Can This Continue Indefinitely?
As we just said, we firmly believe we’re seeing an education “bubble” right now. And all bubbles will inevitably pop. The question is when? And what will it really mean? Will prices get cheaper? Will they stabilize?
As you’ve heard us say a million times, we love the free market. Right now, the market for education is lopsided because of the insane amount of “easy debt” in the system. But consumers – even those who are 18 – aren’t dumb. At some point, schools are going to price themselves out.
And if they don’t price themselves out – demographics might play a very important role. What college administrators understand – but most consumers don’t realize – is there is a big demographic cliff coming for college enrollment. Why?

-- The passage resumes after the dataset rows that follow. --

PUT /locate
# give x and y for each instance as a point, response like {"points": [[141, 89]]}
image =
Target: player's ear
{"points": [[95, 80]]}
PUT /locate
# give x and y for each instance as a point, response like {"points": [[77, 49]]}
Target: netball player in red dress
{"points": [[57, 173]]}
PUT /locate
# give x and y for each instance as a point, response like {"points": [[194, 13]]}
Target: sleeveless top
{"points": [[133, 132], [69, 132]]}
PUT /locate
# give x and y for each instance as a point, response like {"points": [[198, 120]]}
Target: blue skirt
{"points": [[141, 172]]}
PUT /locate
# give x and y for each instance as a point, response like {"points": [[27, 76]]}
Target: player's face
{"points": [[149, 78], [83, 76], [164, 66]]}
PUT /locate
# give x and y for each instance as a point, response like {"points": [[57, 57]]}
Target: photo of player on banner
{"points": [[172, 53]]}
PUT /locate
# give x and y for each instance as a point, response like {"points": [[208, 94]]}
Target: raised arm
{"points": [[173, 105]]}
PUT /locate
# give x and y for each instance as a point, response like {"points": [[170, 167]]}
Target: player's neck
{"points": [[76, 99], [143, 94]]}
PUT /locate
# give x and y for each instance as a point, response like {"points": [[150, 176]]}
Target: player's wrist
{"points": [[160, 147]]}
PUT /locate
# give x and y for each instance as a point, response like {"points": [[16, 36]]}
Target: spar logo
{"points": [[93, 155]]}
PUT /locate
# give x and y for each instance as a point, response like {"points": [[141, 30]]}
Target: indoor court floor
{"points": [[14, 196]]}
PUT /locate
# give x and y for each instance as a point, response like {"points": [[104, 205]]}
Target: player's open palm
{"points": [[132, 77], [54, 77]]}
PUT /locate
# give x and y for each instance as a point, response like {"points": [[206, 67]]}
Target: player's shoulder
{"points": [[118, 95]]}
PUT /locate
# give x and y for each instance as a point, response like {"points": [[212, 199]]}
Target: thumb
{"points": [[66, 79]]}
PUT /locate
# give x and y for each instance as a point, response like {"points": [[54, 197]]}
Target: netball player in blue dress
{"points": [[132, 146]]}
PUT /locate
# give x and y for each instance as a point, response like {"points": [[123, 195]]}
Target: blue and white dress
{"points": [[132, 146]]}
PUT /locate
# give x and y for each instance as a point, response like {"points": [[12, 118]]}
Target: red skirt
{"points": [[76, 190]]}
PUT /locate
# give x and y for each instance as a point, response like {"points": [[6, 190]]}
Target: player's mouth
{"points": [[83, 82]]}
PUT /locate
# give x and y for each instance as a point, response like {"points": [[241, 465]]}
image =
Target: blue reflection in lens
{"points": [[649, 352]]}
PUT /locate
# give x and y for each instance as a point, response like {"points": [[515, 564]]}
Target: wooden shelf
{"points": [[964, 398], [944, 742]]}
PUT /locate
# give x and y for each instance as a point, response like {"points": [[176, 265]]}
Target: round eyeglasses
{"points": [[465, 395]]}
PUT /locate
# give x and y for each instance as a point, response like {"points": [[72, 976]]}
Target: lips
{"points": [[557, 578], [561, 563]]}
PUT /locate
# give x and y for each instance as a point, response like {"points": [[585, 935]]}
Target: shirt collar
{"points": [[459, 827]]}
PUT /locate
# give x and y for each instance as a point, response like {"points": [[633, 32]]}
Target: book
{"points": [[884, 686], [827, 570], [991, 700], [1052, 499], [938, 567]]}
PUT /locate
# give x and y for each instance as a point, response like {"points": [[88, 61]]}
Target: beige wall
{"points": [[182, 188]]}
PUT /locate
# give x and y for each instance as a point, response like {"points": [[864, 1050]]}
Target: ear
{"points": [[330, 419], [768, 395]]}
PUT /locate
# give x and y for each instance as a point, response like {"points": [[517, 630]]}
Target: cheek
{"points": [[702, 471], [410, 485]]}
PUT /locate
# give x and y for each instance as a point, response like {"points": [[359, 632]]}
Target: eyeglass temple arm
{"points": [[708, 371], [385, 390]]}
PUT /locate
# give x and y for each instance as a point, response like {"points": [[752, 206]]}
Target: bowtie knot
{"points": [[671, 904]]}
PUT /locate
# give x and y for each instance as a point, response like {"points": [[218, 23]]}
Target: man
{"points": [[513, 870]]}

Americans started having less babies in 2008 due to the last big bubble – the Great Recession of 2008. And birthrates haven’t recovered since. Tack on the COVID crisis – which again lowered the number of babies born and colleges realize a problem is coming.
The demographic cliff we have been anticipating since the drop in births with the 2008 recession now has a younger sibling – the COVID-19 cliff is coming with another deep drop in recent births.
-InsideHigherEd.com – May 19, 2021
College students predicted to fall by more than 15% after the year 2025.
-Higher Ed HR Magazine – Fall 2019
The charts tell a scary story if you’re a college administrator.
If you’re a parent or grandparent saving for a college education – this may mean help is on the way.
The other area where help for students may be coming is from the federal government. We’ll admit, we’re not a fan of this one, but there may be too much momentum to stop it: some level of student loan forgiveness. It’s very hard to say how this moves forward, but it’s something to keep an eye on.
So, What Do You Do?
The first thing you should do if you’re considering this question today is simple: sit down with your advisor at Insight and work through the planning process to better understand what tools are available and how they might assist. 529 plans are an important tool. But so are Roth IRAs, UGMA and UTMA accounts, and many other saving strategies. All are worth exploring.
But let’s be frank: the average parent of a two-baby family today is not going to be able to save $1,000,000 or more over the next 18 years to afford to pay cash for college. And that doesn’t even consider the fact you have no idea whether your child will even go to college 18 years from now.
One of the first things you should decide is what path your family wants to take. There seem to be three common approaches amongst our clients:
- Full payment by parents to fund the college education and expenses through savings and debt.
- Full responsibility on the student to fund all aspects of college through the use of loans.
- A hybrid model of shared responsibility between the parents and the students.
Most clients’ primary focus should be on securing your financial position and retirement. The next focus – if you so choose – should be education. Our children are certainly dear to us – and their education is of the utmost importance. But there is a line we’ve used around here a lot over the years when it comes to portfolios: Secure the Base. That must be a priority in your life as well. Once that plan is taken care of, then we can look to building specific strategies to move the education ball forward. And hopefully, if your kids and grandkids are young enough, the free market will have moved this into a bit more manageable situation.